Sur les flancs de la somptueuse exposition permanente du Musée d’Orsay, Pygmalion et Galatée nous attendent dans l’intimité d’une salle obscure. Un Rodin immaculé à gauche, un Gérôme vampirique à droite et, au centre, une moitié de corps pourchassé par un autre complet se meuvent sur un mur. Le mythe s’anime : bienvenue au cinéma!
Article écrit par Lauriane Haumont
En entrant dans ce sombre et confidentiel vestibule, on pense échapper au brassage bruyant de la gigantesque nef d’Orsay. Il n’en est malheureusement rien. D’immenses salles communicantes s’encombrent de mille et un objets d’art. Le cinéma se noie au milieu d’accrochages dont la pertinence peut parfois être questionnée.

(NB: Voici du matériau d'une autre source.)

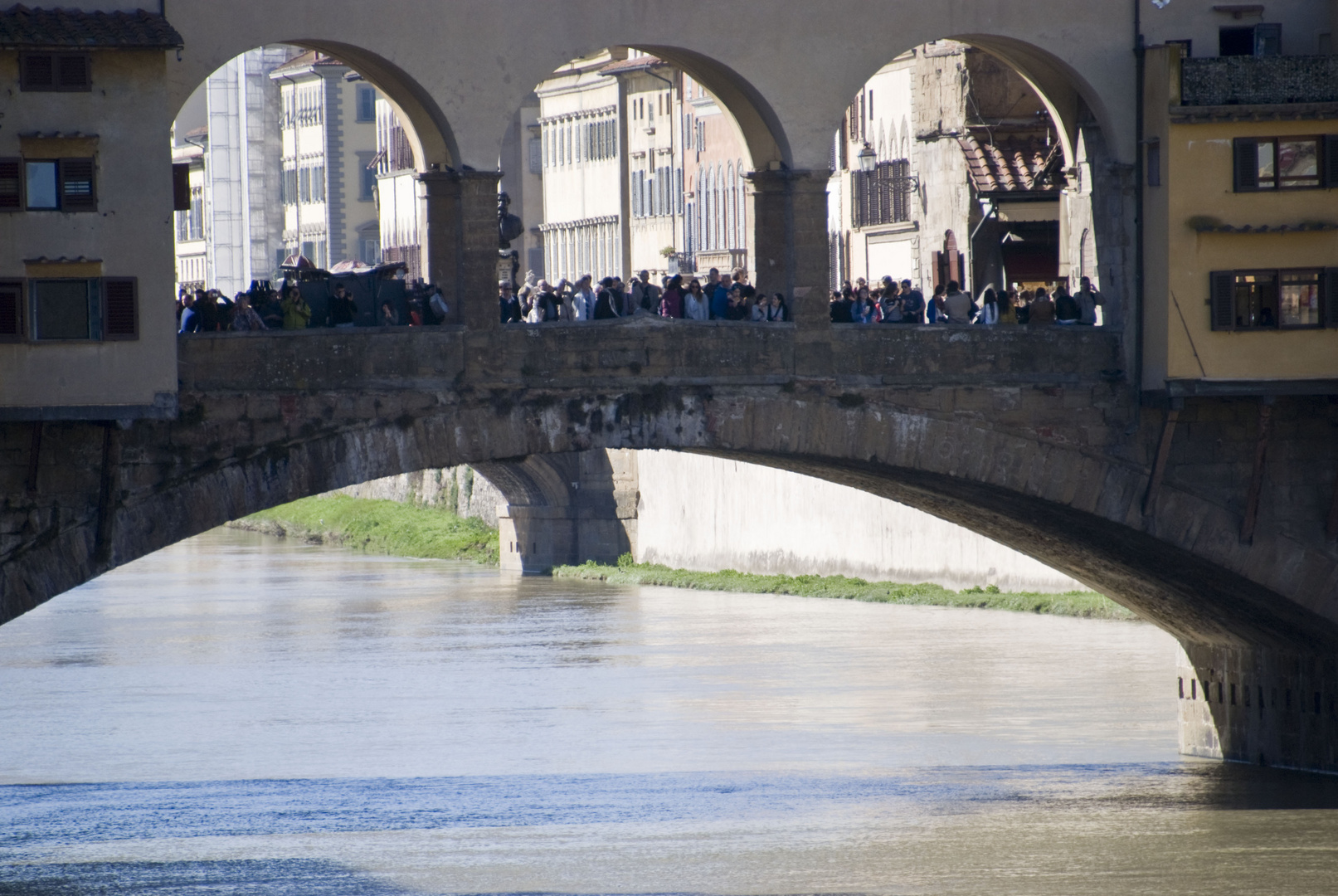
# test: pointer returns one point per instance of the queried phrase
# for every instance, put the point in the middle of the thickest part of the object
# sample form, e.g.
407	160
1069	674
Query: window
181	187
1253	299
58	72
11	310
1250	41
119	310
371	249
882	196
366	103
47	185
288	185
41	183
366	177
1285	162
190	224
65	309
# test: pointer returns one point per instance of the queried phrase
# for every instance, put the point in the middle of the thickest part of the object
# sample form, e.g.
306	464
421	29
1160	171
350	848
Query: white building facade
328	161
228	133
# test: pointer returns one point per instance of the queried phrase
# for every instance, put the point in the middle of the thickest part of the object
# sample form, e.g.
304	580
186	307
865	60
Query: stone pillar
567	509
790	241
1259	705
460	233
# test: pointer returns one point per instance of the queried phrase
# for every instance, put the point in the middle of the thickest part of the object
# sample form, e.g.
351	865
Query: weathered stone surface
1040	448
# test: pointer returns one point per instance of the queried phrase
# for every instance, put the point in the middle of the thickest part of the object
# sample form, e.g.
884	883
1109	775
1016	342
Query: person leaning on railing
297	314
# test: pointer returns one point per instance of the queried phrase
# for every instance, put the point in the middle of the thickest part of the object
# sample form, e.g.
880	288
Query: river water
238	714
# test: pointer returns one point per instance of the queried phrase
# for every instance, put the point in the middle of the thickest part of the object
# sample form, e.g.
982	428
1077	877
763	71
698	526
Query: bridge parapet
644	351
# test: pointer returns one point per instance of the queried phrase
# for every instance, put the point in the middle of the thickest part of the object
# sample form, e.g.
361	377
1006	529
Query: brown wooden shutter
11	185
1331	297
11	310
1224	288
74	72
36	71
1246	165
181	187
76	186
1331	172
119	308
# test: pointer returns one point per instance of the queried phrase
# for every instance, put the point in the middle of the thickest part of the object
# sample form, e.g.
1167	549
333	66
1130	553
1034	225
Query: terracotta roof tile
1010	166
74	28
635	63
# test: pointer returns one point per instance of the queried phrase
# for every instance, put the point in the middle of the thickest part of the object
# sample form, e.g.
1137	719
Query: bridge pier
567	509
460	226
790	218
1259	705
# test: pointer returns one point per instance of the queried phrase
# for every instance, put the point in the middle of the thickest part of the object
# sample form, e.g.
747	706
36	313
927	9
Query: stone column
790	241
1259	705
460	231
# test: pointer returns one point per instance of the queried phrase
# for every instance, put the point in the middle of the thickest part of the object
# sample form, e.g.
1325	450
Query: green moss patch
379	527
1071	603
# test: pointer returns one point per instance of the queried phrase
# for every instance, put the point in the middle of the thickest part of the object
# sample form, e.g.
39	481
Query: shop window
55	72
1285	163
1270	299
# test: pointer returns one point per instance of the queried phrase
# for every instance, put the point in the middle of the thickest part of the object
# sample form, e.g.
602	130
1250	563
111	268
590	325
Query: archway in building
304	155
977	159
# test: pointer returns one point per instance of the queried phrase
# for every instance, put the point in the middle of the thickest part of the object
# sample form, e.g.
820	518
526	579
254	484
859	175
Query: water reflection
255	716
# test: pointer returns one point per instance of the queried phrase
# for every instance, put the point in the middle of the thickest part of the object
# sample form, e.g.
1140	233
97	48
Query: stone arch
427	129
760	127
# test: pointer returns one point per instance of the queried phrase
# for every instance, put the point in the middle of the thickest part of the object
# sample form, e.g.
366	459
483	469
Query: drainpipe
1141	63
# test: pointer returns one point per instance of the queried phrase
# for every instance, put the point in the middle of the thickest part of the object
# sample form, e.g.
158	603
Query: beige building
949	166
582	138
664	186
328	131
228	134
1241	187
397	207
86	269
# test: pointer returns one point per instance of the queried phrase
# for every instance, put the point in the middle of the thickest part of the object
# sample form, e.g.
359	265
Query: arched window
742	242
718	224
731	207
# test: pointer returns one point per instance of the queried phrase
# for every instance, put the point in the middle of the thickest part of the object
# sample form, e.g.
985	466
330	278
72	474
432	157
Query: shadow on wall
708	514
698	513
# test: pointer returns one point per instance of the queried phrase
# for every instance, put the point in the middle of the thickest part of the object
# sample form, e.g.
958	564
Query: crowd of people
892	303
264	308
727	297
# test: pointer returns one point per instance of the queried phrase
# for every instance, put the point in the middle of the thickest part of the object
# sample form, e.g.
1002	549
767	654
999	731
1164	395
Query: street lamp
868	159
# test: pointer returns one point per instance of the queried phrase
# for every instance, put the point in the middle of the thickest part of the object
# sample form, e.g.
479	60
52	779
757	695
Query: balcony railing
1258	80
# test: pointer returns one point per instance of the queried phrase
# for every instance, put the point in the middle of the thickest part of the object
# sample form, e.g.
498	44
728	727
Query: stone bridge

Accueilli, si on parvient à le repérer, par un Caillebotte quasi monochrome, l’exposition témoigne de ces curiosités à la mode dans la deuxième moitié du XIXe siècle : le mouvement et la temporalité. D’emblée, les thèmes affiliés au cinéma trouvent un écho ailleurs. On comprend le topo : les arts communiquent, échangent et s’alimentent mutuellement. Cette notion se pose comme le leitmotiv de la visite. Mais cette ambition trébuche un peu sur l’empilement des œuvres et objets exposés.
Le syndrôme de Stendhal est en train d’écrire…
Des chefs d’œuvres s’enchaînent et par la même nous enchaînent les pieds jusqu’à nous faire tomber de fatigue. La salle d’exposition choisie n’était sûrement pas la bonne: les pièces sont trop grandes et communiquent trop les unes avec les autres. Ce qui aurait dû être un parcours thématique guidé se transforme en randonnée dans un cabinet de curiosités. On s’amuse devant les films de Méliès, on s’extasie devant la danse serpentine toute colorée de Loïe Fuller puis on s’épuise dans la salle d’Histoire pourtant pleine de surprises en majesté. Une fois arrivée au bout, dans la salle de cinéma que nous n’attendions plus, on s’écroule. Les nerfs à sec, perdu.e.s face à cette anarchie de chefs d’œuvres.
Et la lumière fut
Dans le méandre des salles, une thématique fait briller la rétine. Dans ce dialogue de sourd, la lumière joue des coudes pour éclairer l’exposition. Félix Vallotton emprunte le polyptyque à l’art sacré, les luminaires électriques aux galeries marchandes et crée une véritable scène de cinéma. Le Bon Marché (1898) fait une synthèse de l’intention de l’exposition : il fait dialoguer les époques et les arts. Il fait fusionner les grandes thématiques d’Enfin le cinéma: le mouvement intervient avec la foule du panneau central, la temporalité s’amuse de gros plans sur les deux panneaux latéraux, la lumière s’habille de mille et une lumières colorées. L’immobilité d’un tableau s’anime sur un mur. En somme : il réussit le tour de force de mouvementer des images figées. La peinture devient cinéma.
La sélection exposée ne manque pas de surprises. Ca, nous leur concédons volontiers. Mais l’effet multiplié à l’infini égard. Enfin le cinéma! demande d’intellectualiser quelque chose de très lourd, sans véritablement tirer parti des accrochages et des vitrines (manque d’information sur les cartels, manque de guidage dans la visite).
L’exposition est à découvrir gratuitement pour les moins de 26 ans et aux tarifs de 16 (complet) ou 13e (réduit) jusqu’au 16 Janvier 2022 au Musée d’Orsay.